Its critique of modernism is essentially ethical, but it nevertheless relies on scientific (or pseudoscientific) prophecies of material, natural disasters that will ravage the Earth unless we abandon modern technology and the social structures and world view that support it. When these prophecies turn out to be unreliable (as global warming theories have), the environmentalist challenge to modernism collapses. But by depending on science to support its claims, reactionary environmentalism crawls into bed with the very technological system it claims to repudiate and allows managerial environmentalists to assimilate it and manipulate it for their own purposes.

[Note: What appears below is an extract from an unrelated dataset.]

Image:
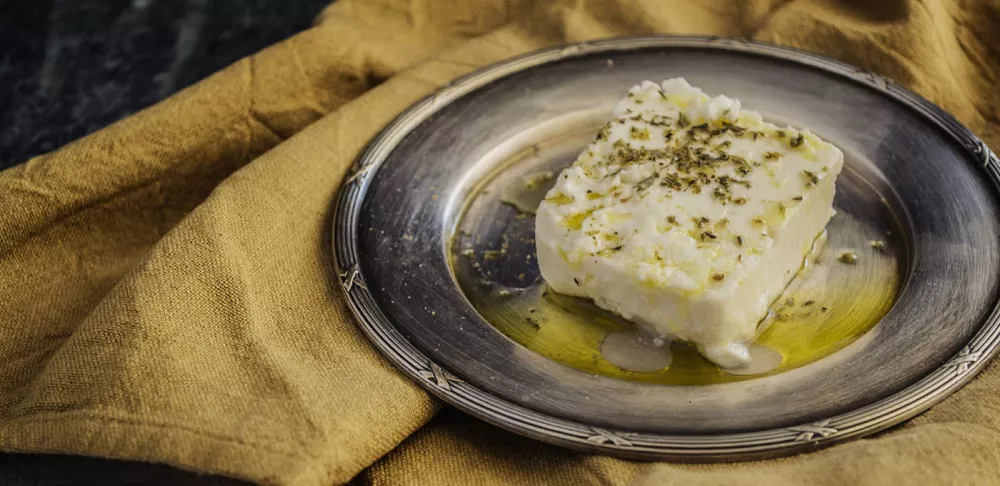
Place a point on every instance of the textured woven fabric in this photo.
(167, 293)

One reason reactionary environmentalism offers no sustained ethical critique of modernism is that its proponents probably realize it would sound even more bizarre than the doomsaying they usually thunder about. For all the pother about global warming, acid rain, resource depletion, carcinogenic foods, insecticides, and spray deodorants, no one other than the most marginal oddballs and the most ethereal eggheads really wants to live like the Iroquois, the Eskimo, or medieval serfs. No one even wants to live like American farmers of the 19th century. The remarkable absence of people who choose to exist at pre-industrial levels of subsistence is due only in part to the materialism which holds that for some reason such technologies as running water are preferable to hauling buckets from the village well. Societies that do prefer such levels or can’t move beyond them don’t survive in competition with those that don’t or can. Moreover, the civilization of the West is distinguished from other cultural complexes in large part by a quality that Oswald Spengler called its “Faustian” character, its seemingly irrepressible impulse to expand, explore, conquer, and create, and its capacity to institutionalize this impulse in intellectual and aesthetic life, as well as in politics, the economy, and technology.

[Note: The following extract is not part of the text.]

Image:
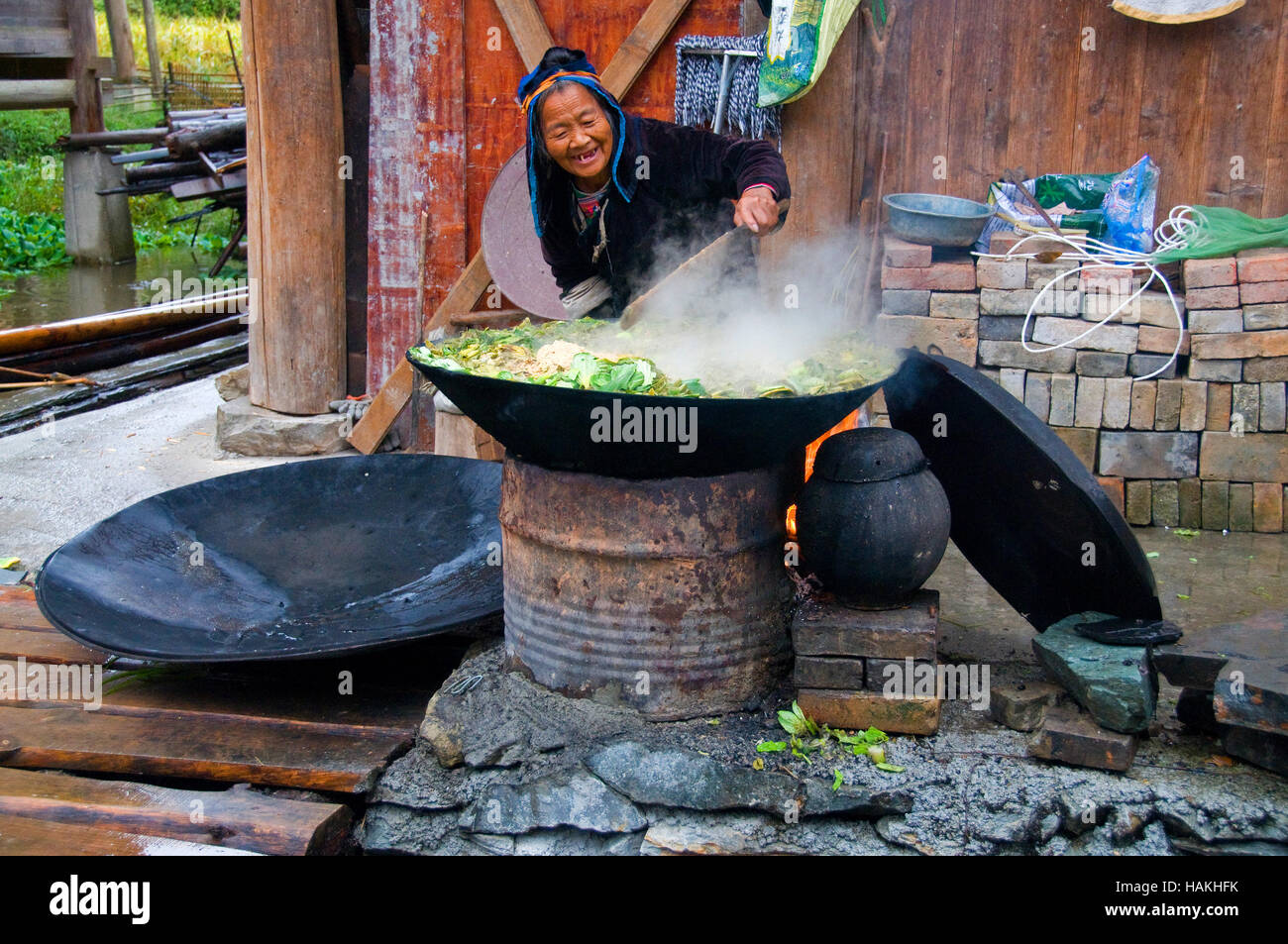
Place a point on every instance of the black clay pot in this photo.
(872, 522)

Contrary to Spengler, the Faustian dynamism of the West is characteristic not only of modernity but also of ancient and medieval Europe. Probably its first manifestation was in the prehistoric outpourings of the Indo-Europeans into continental Europe and their rapid conquest of more primal societies that had the misfortune to get in their way. Millennia later it popped up again in the ethos that impelled Europeans to build roads and aqueducts across deserts, design Gothic cathedrals, invent capitalism and industry, stretch out to China, Africa, and North and South America, hold sway over continents and the oceans that link them, and ultimately intrude into the caverns of the atom and reach upward toward the stars.

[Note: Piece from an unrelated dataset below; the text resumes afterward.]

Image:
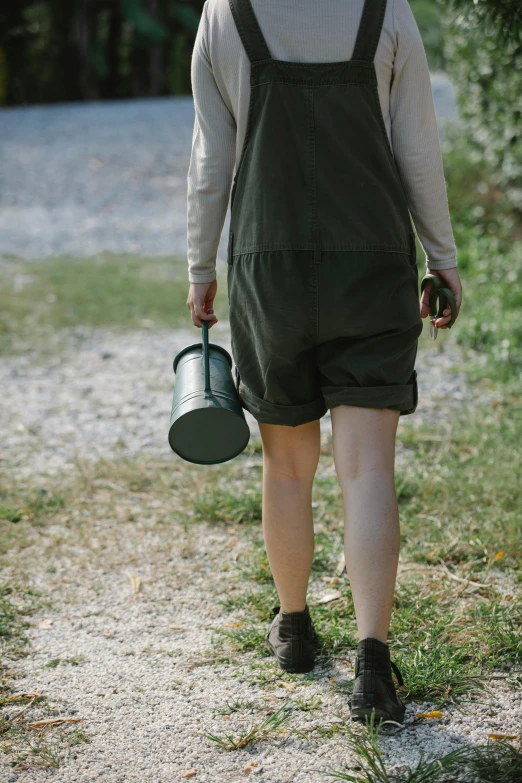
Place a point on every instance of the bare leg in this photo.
(364, 455)
(290, 459)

Whether they called their holidays Christmas or the Saturnalia, the elites that created European civilization understood that they and the people they ruled were destined for something other than the bucolic toe-picking that reactionary environmentalists seem to think is the chief and proper end of mankind. They understood also that while economic growth and technological innovation are part of the Faustian ethos, they are not the whole of it. They would therefore have regarded the preoccupation with acquisitive and hedonistic individualism and the manic pursuit of growth and gratification championed by contemporary “conservatives” as a deformation of that ethos, no less than the primitivist whinings of the greenies; and they would have recognized in the resurrection and cultivation of Faustian aspirations the only authentic source of an enduring technological civilization of the future.